Many hazardous wastes have been disposed of improperly during the years since the chemical age began. Some of these resulted from incomplete reactions at chemical manufacturing plants; others were isomeric or side-reaction products which were not suitable for use. Still others are compounds which had been manufactured and in use, but had been discovered to present a real or potential hazard to workers in the plants manufacturing them, to their users, or to people exposed to them. Little notice was paid these discarded materials until recently, when the magnitude of their quantity has made it a problem which can no longer be ignored. Many were buried in improperly secured landfills; some in open dumps; some simply left standing in drums; some dumped on the ground.

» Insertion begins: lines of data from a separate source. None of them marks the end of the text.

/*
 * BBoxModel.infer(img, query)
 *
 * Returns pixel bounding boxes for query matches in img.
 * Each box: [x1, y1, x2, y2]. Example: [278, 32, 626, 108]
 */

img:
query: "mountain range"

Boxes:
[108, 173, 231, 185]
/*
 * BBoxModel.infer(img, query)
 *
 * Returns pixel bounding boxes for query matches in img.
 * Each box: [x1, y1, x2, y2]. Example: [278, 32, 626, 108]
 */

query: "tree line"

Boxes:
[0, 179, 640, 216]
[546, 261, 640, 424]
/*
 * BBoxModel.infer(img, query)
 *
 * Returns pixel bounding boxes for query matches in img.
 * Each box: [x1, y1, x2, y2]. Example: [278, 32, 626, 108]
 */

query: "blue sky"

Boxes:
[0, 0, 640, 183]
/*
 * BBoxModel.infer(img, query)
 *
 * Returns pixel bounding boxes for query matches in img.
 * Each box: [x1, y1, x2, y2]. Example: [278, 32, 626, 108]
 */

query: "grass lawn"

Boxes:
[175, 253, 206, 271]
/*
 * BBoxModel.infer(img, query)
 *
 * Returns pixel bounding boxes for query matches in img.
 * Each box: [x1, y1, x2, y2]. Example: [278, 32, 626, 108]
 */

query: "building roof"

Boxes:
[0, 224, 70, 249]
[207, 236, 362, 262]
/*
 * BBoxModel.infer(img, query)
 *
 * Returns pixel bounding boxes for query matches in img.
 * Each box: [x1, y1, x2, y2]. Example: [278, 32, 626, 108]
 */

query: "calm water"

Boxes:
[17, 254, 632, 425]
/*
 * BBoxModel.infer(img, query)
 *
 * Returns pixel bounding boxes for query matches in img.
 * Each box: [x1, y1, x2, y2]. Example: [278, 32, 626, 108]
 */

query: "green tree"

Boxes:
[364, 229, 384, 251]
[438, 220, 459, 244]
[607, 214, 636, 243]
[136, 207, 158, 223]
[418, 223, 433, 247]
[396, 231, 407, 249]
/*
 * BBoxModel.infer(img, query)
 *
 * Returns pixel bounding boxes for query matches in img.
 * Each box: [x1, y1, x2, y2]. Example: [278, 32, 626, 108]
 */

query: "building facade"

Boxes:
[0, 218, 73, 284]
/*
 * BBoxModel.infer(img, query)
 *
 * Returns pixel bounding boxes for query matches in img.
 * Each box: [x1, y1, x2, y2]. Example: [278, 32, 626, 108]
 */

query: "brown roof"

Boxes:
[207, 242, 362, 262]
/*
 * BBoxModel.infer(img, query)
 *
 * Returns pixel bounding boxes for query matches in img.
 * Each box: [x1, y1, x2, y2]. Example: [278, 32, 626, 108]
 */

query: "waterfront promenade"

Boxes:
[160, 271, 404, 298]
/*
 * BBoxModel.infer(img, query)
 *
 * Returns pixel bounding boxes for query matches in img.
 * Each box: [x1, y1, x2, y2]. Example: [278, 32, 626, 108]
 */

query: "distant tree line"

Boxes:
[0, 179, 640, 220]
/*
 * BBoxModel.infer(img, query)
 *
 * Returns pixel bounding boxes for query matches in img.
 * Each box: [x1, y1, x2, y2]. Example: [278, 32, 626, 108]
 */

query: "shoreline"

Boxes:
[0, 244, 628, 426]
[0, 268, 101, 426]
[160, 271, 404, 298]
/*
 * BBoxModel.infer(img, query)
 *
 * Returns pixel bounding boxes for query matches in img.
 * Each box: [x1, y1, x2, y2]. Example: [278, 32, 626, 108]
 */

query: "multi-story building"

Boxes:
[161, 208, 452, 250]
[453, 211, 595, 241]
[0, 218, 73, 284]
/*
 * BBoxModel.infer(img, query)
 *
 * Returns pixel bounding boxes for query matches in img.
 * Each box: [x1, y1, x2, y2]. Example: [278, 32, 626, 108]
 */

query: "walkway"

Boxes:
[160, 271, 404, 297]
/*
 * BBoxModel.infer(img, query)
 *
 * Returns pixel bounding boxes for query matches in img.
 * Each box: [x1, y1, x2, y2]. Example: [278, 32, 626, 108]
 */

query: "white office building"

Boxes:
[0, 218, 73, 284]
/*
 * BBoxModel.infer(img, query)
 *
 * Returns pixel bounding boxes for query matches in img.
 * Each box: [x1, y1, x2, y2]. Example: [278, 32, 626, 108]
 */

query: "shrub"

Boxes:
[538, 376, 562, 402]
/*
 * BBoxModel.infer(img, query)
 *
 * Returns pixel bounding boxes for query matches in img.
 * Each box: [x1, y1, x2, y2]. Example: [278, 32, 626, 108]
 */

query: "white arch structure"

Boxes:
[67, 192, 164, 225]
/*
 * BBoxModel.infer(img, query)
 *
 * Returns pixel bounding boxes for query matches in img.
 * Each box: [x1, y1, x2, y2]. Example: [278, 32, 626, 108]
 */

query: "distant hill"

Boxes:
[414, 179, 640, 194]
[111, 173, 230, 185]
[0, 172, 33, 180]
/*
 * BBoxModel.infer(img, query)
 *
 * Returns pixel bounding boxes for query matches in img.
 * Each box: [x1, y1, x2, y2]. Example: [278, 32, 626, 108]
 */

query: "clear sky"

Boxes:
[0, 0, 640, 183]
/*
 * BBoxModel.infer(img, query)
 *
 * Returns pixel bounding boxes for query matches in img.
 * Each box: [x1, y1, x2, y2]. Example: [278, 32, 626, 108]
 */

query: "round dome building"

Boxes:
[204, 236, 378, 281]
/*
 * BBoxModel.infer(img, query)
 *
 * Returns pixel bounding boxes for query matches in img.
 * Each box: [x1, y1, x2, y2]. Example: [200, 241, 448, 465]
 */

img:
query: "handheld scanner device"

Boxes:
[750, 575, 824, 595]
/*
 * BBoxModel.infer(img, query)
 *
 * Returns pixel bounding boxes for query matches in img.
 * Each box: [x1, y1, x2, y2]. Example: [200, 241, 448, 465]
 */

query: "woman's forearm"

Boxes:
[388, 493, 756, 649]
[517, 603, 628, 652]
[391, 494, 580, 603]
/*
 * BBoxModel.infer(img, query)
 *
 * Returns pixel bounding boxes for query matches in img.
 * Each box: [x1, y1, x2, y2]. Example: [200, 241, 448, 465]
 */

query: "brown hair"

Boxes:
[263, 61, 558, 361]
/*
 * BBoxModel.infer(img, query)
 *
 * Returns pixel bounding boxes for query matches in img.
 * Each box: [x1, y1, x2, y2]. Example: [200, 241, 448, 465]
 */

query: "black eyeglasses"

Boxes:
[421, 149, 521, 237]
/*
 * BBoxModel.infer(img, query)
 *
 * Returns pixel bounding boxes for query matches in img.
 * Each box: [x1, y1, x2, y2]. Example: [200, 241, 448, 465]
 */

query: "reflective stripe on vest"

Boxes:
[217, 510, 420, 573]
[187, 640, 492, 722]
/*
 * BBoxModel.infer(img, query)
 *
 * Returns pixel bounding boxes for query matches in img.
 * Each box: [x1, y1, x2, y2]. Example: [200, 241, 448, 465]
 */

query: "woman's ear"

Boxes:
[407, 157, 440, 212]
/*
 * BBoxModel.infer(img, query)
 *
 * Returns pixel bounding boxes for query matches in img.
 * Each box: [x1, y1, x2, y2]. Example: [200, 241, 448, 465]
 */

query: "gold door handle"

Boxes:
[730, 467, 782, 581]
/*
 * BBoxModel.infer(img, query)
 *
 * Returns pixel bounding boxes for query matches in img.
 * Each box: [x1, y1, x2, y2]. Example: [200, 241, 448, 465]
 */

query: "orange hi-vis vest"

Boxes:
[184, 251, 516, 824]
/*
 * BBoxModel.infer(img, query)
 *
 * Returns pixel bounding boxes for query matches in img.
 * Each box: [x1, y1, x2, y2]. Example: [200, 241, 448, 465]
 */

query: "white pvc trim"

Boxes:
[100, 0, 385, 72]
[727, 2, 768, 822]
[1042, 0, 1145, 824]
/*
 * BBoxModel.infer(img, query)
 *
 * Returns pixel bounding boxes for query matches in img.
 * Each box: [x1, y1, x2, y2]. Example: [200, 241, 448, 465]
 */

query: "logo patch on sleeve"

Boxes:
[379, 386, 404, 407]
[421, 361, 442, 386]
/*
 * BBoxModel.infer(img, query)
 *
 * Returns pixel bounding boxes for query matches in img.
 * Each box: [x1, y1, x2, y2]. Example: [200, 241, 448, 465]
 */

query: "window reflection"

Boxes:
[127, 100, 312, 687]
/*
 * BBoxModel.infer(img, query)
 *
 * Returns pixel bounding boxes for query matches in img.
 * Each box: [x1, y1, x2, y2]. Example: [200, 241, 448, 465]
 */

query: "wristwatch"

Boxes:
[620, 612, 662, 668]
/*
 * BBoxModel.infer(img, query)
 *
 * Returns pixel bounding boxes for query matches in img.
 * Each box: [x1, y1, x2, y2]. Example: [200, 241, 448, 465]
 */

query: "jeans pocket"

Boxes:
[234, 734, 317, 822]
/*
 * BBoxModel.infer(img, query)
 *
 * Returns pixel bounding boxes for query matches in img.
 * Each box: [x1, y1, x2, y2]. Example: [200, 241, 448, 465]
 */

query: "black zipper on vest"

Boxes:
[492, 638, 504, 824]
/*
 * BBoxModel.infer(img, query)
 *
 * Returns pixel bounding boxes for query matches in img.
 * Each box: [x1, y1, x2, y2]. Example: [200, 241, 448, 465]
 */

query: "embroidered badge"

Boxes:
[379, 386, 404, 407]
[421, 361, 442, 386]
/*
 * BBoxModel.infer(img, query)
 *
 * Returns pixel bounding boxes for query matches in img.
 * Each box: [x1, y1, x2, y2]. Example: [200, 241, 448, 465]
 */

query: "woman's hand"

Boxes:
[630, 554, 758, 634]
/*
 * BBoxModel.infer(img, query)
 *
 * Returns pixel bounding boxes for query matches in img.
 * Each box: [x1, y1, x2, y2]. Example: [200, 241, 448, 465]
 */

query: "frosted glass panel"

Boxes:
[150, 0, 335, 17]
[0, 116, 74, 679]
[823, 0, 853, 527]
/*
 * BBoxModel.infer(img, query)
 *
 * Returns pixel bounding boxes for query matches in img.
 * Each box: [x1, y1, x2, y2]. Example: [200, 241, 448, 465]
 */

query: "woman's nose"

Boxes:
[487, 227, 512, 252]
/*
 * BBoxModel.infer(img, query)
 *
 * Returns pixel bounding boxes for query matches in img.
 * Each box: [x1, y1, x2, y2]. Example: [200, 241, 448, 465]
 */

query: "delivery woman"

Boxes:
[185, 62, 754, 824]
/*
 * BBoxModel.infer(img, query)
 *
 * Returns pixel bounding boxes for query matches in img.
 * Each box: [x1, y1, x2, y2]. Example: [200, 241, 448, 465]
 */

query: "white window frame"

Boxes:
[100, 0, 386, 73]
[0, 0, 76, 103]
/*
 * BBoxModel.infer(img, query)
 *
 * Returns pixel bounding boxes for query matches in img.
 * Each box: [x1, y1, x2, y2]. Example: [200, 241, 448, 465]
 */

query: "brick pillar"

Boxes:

Some companies early in the "waste mangement" business charged generators for disposing of their wastes, and merely stockpiled them, without making any attempt to effect a proper, environmentally safe treatment or disposal. Thousands of these dumps are known to exist, and much attention is being given to methods of containment or disposal of their contents. More recently, much effort has gone into devising processes for their destruction or disposal.
Methods for their disposal include: secured landfills; incineration in lime or cement kilns; incineration in specially constructed incinerators designed to retain the combustion gases for long periods of time in order to insure complete oxidation; oxidation in molten salt baths which utilize the molten salt to retain the combustion products and maintain the high temperature necessary. Recently adopted processes involve reaction of polychlorinated biphenyls (PCB's) with a sodium alkyl, a process which has been in use for a long time as an analytical tool. This is a reductive process in which the sodium in the sodium alkyl abstracts the chlorine from the PCB molecule. This can result in addition of the alkyl to the biphenyl ring structure, or it may be done in a medium which can supply substituents to the fragments.
Sodium metal has also been applied to the analytical determination of organically bound halogens; reducing the covalently bound halogen and forming the negative halide ion.